Ich ertappe mich, dass ich viel schreibe, aber wenig zum Essen. Das liegt auch am Essen selbst. Das hat wirklich gut geschmeckt, aber war kein kulinarischer Höhenflug, der sich bis in alle Ewigkeit in die Synapsen einbrennt. Zu Beginn gab es eine Jakobsmuschel mit Kürbis, Steinpilzen und wilden Kräutern, wozu ein Schaumwein aus Rheinhessen gereicht wurde. Geschmacklich sehr gelungen mit gut gebratenen Muscheln. Allerdings wurde dieser Gang exakt 30 Sekunden nach dem Aperitif serviert – und musste deshalb noch einmal in die Küche zurück. Es folgte ein Schwarzwurzel Cappucino, wohinter sich eine Cremesuppe verbirgt, die mit einem Schaumdach versehen war. Das war eine ordentliche Portion und geschmeckt hat es auch. Den begleitenden Weißwein aus der Pfalz genau wie der  vom selben Weingut stammende Rote zum Hauptgericht konnte man trinken. Er steht mit 42 Euro in der Weinkarte. Am Potsdamer Platz im Ritz Carlton kostet Wein halt so viel. Im dritten Gang steigerte sich die Küche, Ostsee Dorsch mit Kapern-Senf-Kruste und Schmorgurken. Mittlerweile waren wir auch schon wieder reichlich hungrig, denn es vergingen 45 Minuten, bis der Fisch den Weg aus der Küche an unseren Tisch gefunden hatte. Die Wartezeit wurde aber durch einen Refill des Grünen Silvaners erträglich gemacht. Das Hauptgericht, Scheiben vom Brandenburger Hirschrücken mit Rosenkohl und Semmelknödeln war sehr gut. Die Preiselbeermarmelade, die dekorativ als dicker Block mit auf dem Teller lag, wäre als eigenständiges Dessert durchgegangen. Die Prinzessin war begeistert. Das Dessert, ein pochierte Birne mit Nougatparfait war ebenfalls sehr ok, mehr aber auch nicht.

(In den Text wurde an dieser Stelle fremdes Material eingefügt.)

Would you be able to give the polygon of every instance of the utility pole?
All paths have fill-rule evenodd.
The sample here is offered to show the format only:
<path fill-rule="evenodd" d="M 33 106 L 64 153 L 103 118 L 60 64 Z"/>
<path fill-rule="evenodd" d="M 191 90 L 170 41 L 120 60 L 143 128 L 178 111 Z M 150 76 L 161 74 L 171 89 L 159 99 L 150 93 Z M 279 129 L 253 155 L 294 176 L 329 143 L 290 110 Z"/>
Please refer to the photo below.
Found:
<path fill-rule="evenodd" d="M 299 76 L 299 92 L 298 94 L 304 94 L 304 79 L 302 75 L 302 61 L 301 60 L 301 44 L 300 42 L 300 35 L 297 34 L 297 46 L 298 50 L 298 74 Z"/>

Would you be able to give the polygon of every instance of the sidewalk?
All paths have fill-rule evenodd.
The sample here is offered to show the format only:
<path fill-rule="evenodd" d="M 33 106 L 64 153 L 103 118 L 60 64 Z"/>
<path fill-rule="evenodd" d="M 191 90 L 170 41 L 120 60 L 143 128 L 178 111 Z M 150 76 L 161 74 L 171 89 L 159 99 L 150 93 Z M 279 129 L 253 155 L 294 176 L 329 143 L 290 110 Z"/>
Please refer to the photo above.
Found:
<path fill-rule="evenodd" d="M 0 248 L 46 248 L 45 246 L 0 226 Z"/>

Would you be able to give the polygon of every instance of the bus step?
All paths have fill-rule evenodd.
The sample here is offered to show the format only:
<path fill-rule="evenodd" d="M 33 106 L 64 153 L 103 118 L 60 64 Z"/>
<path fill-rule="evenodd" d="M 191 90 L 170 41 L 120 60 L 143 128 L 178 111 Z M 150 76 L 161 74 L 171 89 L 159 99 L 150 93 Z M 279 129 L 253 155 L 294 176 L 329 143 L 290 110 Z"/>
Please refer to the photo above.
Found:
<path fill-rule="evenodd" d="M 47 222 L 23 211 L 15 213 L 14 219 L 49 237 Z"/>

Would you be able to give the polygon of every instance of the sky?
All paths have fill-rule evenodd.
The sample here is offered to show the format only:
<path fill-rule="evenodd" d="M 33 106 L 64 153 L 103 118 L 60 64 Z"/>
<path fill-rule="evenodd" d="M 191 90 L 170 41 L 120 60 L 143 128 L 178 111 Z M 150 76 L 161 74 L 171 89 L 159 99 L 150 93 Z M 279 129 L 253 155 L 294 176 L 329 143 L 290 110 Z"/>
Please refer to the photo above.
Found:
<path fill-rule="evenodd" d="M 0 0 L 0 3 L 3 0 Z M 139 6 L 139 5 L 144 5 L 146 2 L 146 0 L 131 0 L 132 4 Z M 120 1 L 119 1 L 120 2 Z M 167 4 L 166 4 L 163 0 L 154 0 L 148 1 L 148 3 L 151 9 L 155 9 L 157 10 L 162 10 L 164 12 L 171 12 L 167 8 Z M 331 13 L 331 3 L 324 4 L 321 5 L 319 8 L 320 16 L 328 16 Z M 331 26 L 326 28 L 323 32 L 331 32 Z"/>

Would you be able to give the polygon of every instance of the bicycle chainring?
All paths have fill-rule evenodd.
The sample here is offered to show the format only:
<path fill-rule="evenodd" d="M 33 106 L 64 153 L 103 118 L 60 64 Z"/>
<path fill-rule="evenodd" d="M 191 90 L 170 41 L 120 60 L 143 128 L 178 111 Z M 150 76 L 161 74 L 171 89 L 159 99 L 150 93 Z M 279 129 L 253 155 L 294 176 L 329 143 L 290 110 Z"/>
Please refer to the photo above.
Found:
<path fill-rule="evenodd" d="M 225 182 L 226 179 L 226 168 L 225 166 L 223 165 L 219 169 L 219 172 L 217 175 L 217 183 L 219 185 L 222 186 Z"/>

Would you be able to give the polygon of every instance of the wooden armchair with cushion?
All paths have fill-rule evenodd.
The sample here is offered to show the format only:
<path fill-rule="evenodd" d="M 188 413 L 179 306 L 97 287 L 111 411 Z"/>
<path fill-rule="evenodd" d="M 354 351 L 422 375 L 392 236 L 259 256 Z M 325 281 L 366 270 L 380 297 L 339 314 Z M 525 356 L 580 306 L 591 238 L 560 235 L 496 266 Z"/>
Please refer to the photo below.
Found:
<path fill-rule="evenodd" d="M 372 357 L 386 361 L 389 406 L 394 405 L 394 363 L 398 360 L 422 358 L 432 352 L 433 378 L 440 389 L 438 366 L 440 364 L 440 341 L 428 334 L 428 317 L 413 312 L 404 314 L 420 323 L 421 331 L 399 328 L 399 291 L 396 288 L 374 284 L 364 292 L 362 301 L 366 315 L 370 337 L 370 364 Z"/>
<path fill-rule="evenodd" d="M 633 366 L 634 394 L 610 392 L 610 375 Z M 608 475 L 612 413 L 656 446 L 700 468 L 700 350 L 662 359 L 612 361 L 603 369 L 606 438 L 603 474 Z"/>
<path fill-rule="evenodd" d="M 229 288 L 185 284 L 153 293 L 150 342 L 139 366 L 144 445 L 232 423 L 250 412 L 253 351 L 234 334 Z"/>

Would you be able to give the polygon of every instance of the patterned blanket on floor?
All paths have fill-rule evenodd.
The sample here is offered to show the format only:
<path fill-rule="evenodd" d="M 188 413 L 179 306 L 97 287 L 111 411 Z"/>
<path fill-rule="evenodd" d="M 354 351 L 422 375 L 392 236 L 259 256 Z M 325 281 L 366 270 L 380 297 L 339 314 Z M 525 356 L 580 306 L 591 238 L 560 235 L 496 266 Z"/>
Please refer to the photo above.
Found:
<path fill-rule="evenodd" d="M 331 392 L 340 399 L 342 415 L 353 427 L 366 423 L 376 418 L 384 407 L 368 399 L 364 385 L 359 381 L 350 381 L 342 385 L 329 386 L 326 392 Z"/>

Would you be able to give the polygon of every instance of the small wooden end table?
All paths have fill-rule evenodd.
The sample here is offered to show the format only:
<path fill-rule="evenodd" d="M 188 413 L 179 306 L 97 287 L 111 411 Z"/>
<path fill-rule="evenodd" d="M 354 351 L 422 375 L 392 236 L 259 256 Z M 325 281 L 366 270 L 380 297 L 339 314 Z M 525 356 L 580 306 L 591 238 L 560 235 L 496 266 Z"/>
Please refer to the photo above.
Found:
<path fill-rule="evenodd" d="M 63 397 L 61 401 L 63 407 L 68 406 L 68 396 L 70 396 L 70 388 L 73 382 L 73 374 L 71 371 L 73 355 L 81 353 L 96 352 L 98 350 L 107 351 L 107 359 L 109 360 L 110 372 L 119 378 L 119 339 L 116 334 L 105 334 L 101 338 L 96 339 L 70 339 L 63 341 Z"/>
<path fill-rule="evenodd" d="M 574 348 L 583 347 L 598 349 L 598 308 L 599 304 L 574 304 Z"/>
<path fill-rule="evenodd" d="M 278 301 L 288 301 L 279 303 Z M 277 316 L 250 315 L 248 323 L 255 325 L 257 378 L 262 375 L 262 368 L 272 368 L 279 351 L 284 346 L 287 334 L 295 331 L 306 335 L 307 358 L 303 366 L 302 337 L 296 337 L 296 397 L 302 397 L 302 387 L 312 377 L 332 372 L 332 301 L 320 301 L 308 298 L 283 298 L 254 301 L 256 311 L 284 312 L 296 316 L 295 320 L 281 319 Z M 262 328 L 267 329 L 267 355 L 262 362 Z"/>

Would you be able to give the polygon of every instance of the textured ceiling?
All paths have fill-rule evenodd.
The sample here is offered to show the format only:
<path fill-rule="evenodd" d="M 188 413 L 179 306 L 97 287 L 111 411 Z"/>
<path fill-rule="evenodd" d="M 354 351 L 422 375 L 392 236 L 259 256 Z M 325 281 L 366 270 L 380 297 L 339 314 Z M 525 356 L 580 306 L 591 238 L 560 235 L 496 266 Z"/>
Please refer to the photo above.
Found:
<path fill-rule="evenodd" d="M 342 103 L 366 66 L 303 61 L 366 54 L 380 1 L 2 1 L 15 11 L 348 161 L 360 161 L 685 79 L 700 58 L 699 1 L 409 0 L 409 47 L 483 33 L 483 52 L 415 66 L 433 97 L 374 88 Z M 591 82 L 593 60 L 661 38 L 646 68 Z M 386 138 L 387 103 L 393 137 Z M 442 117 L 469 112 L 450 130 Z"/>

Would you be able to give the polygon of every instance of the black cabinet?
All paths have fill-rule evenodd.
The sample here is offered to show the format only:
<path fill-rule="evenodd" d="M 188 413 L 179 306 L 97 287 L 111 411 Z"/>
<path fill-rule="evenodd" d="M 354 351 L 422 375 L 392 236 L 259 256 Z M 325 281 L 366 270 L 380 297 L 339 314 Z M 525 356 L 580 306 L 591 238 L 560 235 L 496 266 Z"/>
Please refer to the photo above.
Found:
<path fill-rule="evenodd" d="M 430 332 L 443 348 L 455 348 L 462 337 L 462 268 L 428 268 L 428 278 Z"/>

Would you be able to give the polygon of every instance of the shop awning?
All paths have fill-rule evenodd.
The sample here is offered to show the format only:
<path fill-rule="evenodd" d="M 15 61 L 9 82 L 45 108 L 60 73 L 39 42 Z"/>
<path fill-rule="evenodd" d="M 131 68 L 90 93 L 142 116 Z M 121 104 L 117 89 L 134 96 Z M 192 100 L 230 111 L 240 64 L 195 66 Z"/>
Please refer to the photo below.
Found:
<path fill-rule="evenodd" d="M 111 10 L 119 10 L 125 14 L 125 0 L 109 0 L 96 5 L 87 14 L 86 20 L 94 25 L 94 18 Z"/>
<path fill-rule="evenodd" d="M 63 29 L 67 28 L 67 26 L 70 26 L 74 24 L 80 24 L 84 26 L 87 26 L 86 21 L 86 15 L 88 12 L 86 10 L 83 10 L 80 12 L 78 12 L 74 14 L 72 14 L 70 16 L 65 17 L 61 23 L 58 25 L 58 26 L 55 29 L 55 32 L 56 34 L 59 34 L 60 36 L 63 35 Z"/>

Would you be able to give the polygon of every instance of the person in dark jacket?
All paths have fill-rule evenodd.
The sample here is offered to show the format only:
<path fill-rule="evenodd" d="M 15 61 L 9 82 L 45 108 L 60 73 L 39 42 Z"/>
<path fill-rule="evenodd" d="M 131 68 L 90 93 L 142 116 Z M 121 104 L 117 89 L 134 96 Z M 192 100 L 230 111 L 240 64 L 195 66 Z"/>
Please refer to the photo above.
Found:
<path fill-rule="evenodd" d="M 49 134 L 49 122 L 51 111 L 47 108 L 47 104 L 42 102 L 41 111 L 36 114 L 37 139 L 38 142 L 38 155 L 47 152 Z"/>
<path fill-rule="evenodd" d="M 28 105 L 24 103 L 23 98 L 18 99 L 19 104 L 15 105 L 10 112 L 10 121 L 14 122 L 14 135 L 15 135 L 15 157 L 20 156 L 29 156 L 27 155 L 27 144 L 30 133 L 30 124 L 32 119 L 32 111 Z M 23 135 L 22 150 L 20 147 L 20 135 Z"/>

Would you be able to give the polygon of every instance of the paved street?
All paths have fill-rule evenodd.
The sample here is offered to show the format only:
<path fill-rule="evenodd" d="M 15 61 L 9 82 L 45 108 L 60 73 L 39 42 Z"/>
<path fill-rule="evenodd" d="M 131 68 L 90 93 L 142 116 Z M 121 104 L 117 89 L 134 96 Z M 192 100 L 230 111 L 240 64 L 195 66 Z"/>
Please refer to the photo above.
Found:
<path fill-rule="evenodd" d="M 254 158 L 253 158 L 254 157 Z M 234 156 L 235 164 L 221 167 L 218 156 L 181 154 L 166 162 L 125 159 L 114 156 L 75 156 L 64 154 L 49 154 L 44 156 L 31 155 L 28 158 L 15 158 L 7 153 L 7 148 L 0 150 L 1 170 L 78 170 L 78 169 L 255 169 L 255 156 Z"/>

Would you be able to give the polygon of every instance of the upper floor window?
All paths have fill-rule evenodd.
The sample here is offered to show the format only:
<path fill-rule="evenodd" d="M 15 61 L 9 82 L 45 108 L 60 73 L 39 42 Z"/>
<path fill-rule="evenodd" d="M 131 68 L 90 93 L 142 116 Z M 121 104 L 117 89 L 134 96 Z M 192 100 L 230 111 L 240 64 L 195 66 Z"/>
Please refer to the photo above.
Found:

Und sonst: Das Wasser stand mit 10 Euro für einen Liter auf der Karte. Ich war vor längerer Zeit mal mittags in der Brasserie und bin mir sicher, damals deutlich mehr bezahlt zu haben. Eine vernünftige Entscheidung, den Preis auf ein akzeptables Niveau zu bringen. 

Fazit: Insgesamt ein stimmiges Brasserie-Konzept, aber bei Hauptgerichtspreisen um die 30 Euro kann man auch in ein gutes Restaurant gehen. Das liegt dann aber nicht unmittelbar am Potsdamer Platz.